Afterward, as The Huffington Post's Kate Sheppard reported, all the people who had backed Landrieu's play unleashed the stale talking points they had pre-drafted.

"I was proud of Mary, the fight she led for us," offered Sen. Joe Manchin (D-W.Va.). "Mary got that debate for us. This day would have never come without Mary leading the charge."

TransCanada President Russ Girling offered Landrieu and her Republican co-sponsor Sen. John Hoeven (N.D.) his commendation "for leading a bipartisan coalition in support of a legislative solution to the protracted regulatory process Keystone XL has languished in for six years."

These people deserve some sort of similar plaudit for maintaining, in the face of onrushing obviousness, the notion that what had transpired had any context outside Landrieu's electoral desperation.

How comical was all of this? My favorite part of this story comes courtesy of Ashley Parker and Coral Davenport's after-action report in The New York Times:

But despite cajoling and browbeating her colleagues during a private lunch -- which one attendee described as "civilized but pretty contentious" -- Ms. Landrieu, who has so often bulldozed her way to success, was not able to produce that elusive final vote.

At the lunch, Ms. Landrieu made an "impassioned plea" that at moments verged on tears, according to a Democrat. Ms. Landrieu, according to the Democrat, focused part of her pitch on how the legislation would help her back home, though at one point she argued that Democrats should send the bill to Mr. Obama's desk because it would help him politically by giving him something to veto.

"The president could really benefit from the opportunity to veto this bill that I am making a gigantic public show of fighting to pass, you guys," is not the sort of sentiment that earns you a place in the next edition of "Profiles In Courage."

At any rate, that's the sad end of the costume drama version of "The Keystone Pipeline Debate," which will probably be rejoined in a few months once Landrieu has departed Washington for what's sure to be a lucrative career in lobbying for the oil industry.

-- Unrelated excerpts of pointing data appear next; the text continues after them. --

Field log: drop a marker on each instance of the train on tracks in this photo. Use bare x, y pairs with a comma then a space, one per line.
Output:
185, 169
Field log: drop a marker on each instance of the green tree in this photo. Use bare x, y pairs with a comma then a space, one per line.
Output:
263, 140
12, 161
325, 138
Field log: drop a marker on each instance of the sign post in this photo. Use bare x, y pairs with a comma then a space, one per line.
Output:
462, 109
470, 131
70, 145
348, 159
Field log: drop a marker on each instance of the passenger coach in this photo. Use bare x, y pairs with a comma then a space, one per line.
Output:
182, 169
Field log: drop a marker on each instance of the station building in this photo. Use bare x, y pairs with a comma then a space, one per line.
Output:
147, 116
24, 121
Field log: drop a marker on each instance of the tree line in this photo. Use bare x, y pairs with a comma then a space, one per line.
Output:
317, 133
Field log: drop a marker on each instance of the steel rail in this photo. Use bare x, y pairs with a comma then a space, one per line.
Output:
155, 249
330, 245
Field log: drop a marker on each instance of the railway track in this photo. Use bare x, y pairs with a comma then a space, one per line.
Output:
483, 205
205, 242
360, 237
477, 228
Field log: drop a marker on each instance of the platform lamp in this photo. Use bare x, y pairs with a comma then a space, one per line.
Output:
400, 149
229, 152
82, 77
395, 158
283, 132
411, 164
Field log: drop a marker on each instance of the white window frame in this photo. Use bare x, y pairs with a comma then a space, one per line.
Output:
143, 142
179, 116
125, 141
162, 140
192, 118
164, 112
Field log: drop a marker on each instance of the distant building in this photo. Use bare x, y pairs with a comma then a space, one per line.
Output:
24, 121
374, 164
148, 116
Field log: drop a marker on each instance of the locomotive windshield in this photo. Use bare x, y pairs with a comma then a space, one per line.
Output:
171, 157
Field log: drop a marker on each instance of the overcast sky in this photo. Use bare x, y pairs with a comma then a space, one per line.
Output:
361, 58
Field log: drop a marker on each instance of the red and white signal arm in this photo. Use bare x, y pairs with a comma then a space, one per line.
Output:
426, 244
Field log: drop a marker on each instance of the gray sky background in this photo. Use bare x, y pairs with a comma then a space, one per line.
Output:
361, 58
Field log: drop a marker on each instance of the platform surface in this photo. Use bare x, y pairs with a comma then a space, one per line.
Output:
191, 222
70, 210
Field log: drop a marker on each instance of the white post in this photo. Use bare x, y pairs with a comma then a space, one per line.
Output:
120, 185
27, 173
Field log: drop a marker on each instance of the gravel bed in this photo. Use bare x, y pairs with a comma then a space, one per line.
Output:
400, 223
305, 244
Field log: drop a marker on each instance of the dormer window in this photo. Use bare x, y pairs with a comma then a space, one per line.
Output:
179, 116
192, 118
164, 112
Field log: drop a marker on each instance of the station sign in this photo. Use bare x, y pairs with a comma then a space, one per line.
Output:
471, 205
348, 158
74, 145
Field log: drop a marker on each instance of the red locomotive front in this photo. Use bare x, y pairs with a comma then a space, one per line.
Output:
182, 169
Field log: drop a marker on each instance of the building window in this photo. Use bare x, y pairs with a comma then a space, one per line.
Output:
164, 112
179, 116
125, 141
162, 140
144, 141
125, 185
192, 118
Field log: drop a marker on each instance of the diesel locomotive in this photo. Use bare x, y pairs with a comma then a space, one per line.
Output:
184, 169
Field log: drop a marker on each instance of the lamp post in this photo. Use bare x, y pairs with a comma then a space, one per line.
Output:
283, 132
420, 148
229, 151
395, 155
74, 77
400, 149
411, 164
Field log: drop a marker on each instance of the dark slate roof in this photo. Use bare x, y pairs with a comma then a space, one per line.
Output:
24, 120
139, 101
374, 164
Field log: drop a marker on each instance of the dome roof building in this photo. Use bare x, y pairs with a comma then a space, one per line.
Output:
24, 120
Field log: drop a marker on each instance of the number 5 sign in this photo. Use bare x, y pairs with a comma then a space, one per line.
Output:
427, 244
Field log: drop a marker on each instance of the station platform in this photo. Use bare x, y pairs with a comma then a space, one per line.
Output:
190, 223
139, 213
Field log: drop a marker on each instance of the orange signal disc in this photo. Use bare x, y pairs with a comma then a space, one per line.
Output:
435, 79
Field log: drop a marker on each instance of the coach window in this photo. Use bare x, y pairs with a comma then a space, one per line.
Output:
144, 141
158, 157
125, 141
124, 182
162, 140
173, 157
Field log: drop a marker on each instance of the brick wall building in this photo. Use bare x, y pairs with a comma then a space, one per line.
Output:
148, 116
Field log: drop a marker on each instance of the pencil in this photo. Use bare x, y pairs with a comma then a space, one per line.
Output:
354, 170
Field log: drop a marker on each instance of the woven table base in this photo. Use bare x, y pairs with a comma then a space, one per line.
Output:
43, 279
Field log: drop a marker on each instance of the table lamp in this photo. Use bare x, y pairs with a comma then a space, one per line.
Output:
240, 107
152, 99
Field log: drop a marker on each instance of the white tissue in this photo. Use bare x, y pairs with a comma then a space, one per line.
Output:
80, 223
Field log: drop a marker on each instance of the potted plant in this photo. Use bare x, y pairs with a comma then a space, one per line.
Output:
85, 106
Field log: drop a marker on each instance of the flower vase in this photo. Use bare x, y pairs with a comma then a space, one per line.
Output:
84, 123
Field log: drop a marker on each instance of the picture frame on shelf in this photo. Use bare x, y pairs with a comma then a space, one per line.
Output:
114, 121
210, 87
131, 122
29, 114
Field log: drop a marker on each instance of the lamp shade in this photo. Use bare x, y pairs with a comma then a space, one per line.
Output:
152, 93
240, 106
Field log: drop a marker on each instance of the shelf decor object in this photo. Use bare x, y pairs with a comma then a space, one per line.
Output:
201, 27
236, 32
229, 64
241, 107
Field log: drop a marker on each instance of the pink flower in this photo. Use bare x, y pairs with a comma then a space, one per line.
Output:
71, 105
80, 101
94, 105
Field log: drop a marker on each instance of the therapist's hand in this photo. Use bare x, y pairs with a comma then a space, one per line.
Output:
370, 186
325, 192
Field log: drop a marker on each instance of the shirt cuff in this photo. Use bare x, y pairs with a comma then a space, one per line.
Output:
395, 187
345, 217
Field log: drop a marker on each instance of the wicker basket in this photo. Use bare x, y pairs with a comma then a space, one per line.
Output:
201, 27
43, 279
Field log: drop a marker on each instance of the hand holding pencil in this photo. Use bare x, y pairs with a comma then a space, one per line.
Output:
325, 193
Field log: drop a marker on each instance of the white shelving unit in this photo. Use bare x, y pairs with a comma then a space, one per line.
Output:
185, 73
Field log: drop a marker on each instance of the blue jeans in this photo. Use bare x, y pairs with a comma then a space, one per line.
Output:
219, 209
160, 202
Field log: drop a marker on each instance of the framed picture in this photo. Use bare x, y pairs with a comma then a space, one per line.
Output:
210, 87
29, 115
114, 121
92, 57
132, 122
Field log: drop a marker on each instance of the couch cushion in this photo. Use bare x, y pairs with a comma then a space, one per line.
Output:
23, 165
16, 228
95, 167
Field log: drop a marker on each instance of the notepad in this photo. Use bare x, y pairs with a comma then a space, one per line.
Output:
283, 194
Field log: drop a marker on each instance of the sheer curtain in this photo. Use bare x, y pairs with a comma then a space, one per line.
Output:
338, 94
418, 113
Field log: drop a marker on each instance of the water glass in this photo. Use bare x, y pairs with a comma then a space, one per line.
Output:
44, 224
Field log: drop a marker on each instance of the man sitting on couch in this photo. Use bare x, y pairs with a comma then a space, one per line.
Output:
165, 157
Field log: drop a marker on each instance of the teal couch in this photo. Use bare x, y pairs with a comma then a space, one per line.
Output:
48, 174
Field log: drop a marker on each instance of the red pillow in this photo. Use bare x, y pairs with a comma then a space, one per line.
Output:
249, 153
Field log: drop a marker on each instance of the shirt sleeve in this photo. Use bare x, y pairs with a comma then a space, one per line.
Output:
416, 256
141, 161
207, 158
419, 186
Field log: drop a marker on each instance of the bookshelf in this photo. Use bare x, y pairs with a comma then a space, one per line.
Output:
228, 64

In other "bills that failed to clear a cloture hurdle" news, the USA Freedom Act, written to reform the National Security Agency's libertine ways, fell two votes shy of overcoming a filibuster. Helping to kill the bill was noted NSA critic and Sen. Rand Paul (R-Ky.), who offered up his distaste for various Patriot Act reauthorizations as his rationale for pulling his support. As the Daily Beast's Tim Mak and Olivia Nuzzi pointed out, however, Paul's mind may have been more geared toward positioning himself for a presidential run than it was about the legislative principles.

I guess one way of looking at all of these legislators acting out of self-interest instead of the merits of legislation is that things are basically back to normal around here.

[This article originally, and mistakenly, identified Senator John Hoeven as the senator from South Dakota. He is actually a senator from North Dakota, and the post has been updated accordingly. We apologize to all Dakotas.]